WeChat touts success of 580,000 ‘mini-programs’ now in use

World Today

WeChat is focused on the future. Tencent’s super app rolled out its strategies for 2018 at its fourth annual WeChat World event. Going beyond payment and messaging, the app wants to create new opportunities for China’s internet sector.

CGTN’s Ge Yunfei reports.

When Allen Zhang speaks, China’s whole internet community listens. The WeChat founder and president spoke at the 2018 WeChat Open Class Pro, the annual conference of China’s most influential social media app.

He started by challenging the audience to beat his high score in the newly-launched mini game ‘Jump-Jump,’ which is a hit with WeChat’s nearly one billion users.

“If anyone can top my score of 3,000, I invite him or her to our office to play in front of us,” Zhang told the crowd. “If they do it, they get a special reward,”

WeChat has become a super app, providing services ranging from basic messaging to mobile payment to e-commerce, and of course gaming.

Zhang said, however, he wants to make WeChat even more widely used. Last year, WeChat launched their ‘mini-program’ function, which can perform app-like tasks without the apps, saving space on devices. Users scan QR codes in real-world locations, or search for the app’s name, to open it in WeChat.

According to mini-program director Hu Renjie, there are now over 580,000 mini-programs and 170 million daily active users.

“Mini-program is a brand new product model which can seamlessly link the offline and the online together,” Hu said. “Any industry who can understand the value of the mini-program will benefit from it a lot, especially for the offline industries like retailing.”

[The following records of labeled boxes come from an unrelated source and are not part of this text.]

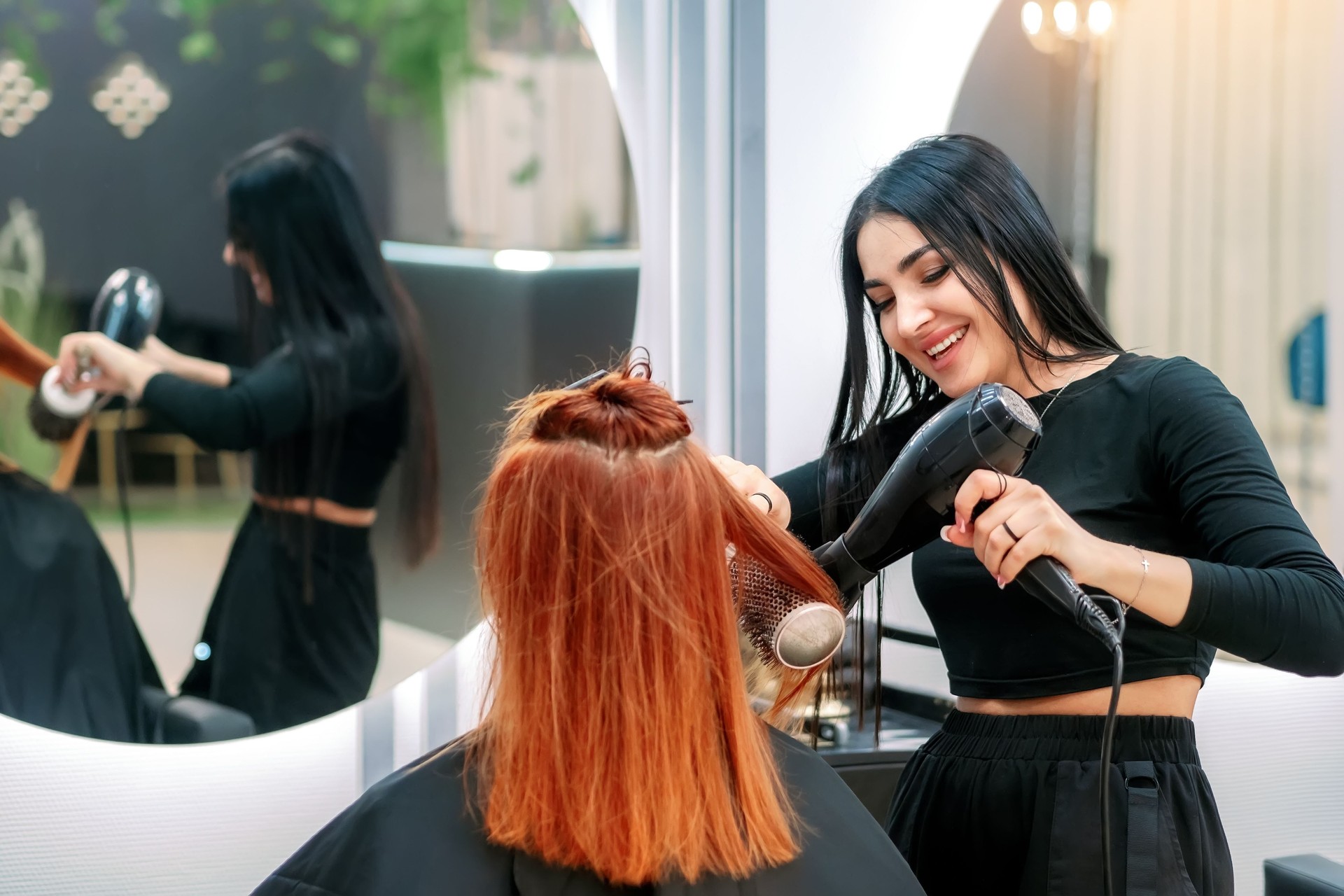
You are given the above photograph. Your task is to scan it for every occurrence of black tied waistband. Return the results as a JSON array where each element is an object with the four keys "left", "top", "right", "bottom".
[{"left": 923, "top": 709, "right": 1199, "bottom": 766}]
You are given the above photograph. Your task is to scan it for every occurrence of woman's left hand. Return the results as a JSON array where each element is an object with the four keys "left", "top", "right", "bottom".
[
  {"left": 942, "top": 470, "right": 1113, "bottom": 589},
  {"left": 57, "top": 333, "right": 162, "bottom": 399}
]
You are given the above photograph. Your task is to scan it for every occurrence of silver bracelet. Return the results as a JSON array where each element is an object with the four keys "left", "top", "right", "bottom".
[{"left": 1121, "top": 544, "right": 1149, "bottom": 612}]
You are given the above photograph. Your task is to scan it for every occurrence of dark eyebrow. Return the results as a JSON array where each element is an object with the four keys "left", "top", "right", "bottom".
[
  {"left": 897, "top": 243, "right": 932, "bottom": 274},
  {"left": 863, "top": 243, "right": 932, "bottom": 291}
]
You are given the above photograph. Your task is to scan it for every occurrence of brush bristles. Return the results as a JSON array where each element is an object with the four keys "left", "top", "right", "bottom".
[{"left": 28, "top": 387, "right": 83, "bottom": 443}]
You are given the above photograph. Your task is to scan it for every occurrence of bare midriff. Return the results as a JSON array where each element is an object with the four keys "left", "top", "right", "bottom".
[
  {"left": 957, "top": 676, "right": 1200, "bottom": 719},
  {"left": 253, "top": 493, "right": 378, "bottom": 528}
]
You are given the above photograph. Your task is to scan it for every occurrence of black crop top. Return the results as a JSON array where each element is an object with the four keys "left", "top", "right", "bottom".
[
  {"left": 776, "top": 355, "right": 1344, "bottom": 699},
  {"left": 140, "top": 332, "right": 407, "bottom": 507}
]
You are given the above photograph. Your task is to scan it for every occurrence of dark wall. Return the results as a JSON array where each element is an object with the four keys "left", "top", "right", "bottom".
[
  {"left": 0, "top": 0, "right": 387, "bottom": 328},
  {"left": 374, "top": 262, "right": 638, "bottom": 638}
]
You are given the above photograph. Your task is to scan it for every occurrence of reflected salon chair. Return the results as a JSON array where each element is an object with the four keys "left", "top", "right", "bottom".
[{"left": 1265, "top": 855, "right": 1344, "bottom": 896}]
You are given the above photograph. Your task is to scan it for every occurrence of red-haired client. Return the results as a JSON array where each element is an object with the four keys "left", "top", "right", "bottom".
[{"left": 257, "top": 370, "right": 922, "bottom": 896}]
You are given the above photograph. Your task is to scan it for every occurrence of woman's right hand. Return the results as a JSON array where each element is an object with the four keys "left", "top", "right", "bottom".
[
  {"left": 714, "top": 454, "right": 793, "bottom": 529},
  {"left": 140, "top": 336, "right": 181, "bottom": 373}
]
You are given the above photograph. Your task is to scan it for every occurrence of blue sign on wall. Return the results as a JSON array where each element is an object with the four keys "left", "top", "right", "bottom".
[{"left": 1287, "top": 312, "right": 1325, "bottom": 407}]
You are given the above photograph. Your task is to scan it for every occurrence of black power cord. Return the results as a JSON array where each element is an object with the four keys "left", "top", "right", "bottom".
[
  {"left": 113, "top": 403, "right": 136, "bottom": 603},
  {"left": 1079, "top": 595, "right": 1125, "bottom": 896}
]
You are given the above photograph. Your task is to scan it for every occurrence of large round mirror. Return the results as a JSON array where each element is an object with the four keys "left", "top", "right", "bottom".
[{"left": 0, "top": 0, "right": 638, "bottom": 743}]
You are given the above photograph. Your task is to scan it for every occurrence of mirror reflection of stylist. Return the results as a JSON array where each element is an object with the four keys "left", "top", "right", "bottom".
[
  {"left": 720, "top": 136, "right": 1344, "bottom": 896},
  {"left": 60, "top": 133, "right": 438, "bottom": 732}
]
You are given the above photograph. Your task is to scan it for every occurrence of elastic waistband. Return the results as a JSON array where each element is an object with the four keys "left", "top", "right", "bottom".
[
  {"left": 923, "top": 709, "right": 1199, "bottom": 766},
  {"left": 247, "top": 501, "right": 370, "bottom": 554}
]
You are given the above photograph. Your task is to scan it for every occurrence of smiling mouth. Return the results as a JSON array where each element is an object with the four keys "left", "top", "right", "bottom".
[{"left": 925, "top": 326, "right": 970, "bottom": 361}]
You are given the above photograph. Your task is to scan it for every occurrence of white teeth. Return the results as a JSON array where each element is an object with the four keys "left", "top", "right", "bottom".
[{"left": 926, "top": 326, "right": 969, "bottom": 357}]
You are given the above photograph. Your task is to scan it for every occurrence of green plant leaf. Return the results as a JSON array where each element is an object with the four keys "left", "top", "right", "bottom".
[
  {"left": 263, "top": 16, "right": 294, "bottom": 41},
  {"left": 177, "top": 31, "right": 219, "bottom": 62},
  {"left": 0, "top": 22, "right": 51, "bottom": 88},
  {"left": 309, "top": 28, "right": 360, "bottom": 69},
  {"left": 257, "top": 59, "right": 294, "bottom": 85}
]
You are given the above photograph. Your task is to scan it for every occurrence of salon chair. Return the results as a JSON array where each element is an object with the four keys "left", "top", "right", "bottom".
[
  {"left": 1265, "top": 855, "right": 1344, "bottom": 896},
  {"left": 140, "top": 685, "right": 257, "bottom": 744}
]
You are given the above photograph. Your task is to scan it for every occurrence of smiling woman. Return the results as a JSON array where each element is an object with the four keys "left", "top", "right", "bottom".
[{"left": 720, "top": 136, "right": 1344, "bottom": 895}]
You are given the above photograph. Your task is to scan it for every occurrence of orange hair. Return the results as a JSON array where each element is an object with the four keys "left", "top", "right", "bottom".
[
  {"left": 0, "top": 318, "right": 92, "bottom": 491},
  {"left": 469, "top": 371, "right": 833, "bottom": 886}
]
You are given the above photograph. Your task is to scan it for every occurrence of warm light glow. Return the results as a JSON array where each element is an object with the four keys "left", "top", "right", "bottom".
[
  {"left": 1055, "top": 0, "right": 1078, "bottom": 36},
  {"left": 1021, "top": 1, "right": 1046, "bottom": 38},
  {"left": 495, "top": 248, "right": 555, "bottom": 272},
  {"left": 1087, "top": 0, "right": 1116, "bottom": 38}
]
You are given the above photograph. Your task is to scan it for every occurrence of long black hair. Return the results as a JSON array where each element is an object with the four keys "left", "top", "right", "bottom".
[
  {"left": 824, "top": 134, "right": 1122, "bottom": 535},
  {"left": 220, "top": 132, "right": 440, "bottom": 566}
]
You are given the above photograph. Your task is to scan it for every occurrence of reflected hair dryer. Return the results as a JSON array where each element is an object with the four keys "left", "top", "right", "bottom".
[
  {"left": 28, "top": 267, "right": 164, "bottom": 442},
  {"left": 813, "top": 383, "right": 1119, "bottom": 649}
]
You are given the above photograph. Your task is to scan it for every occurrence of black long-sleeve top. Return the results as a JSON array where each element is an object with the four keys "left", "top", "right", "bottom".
[
  {"left": 776, "top": 355, "right": 1344, "bottom": 699},
  {"left": 140, "top": 335, "right": 407, "bottom": 507},
  {"left": 254, "top": 731, "right": 923, "bottom": 896}
]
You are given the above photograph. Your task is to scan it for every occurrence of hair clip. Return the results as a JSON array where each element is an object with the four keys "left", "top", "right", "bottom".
[{"left": 564, "top": 371, "right": 606, "bottom": 391}]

Companies like Meili Inc. said the cost of acquiring a new customer using a mini-program is 90 percent lower compared to using their own app.

WeChat has touched almost every aspect of the online-offline field, from collecting parking tolls to staff-less convenient stores. Now, it’s even ready to enter another arena: selling collectibles and other items on its WeStore.

Experts said even though WeChat has grown far beyond a mere messaging app in China, one of their biggest challenges will be expanding overseas.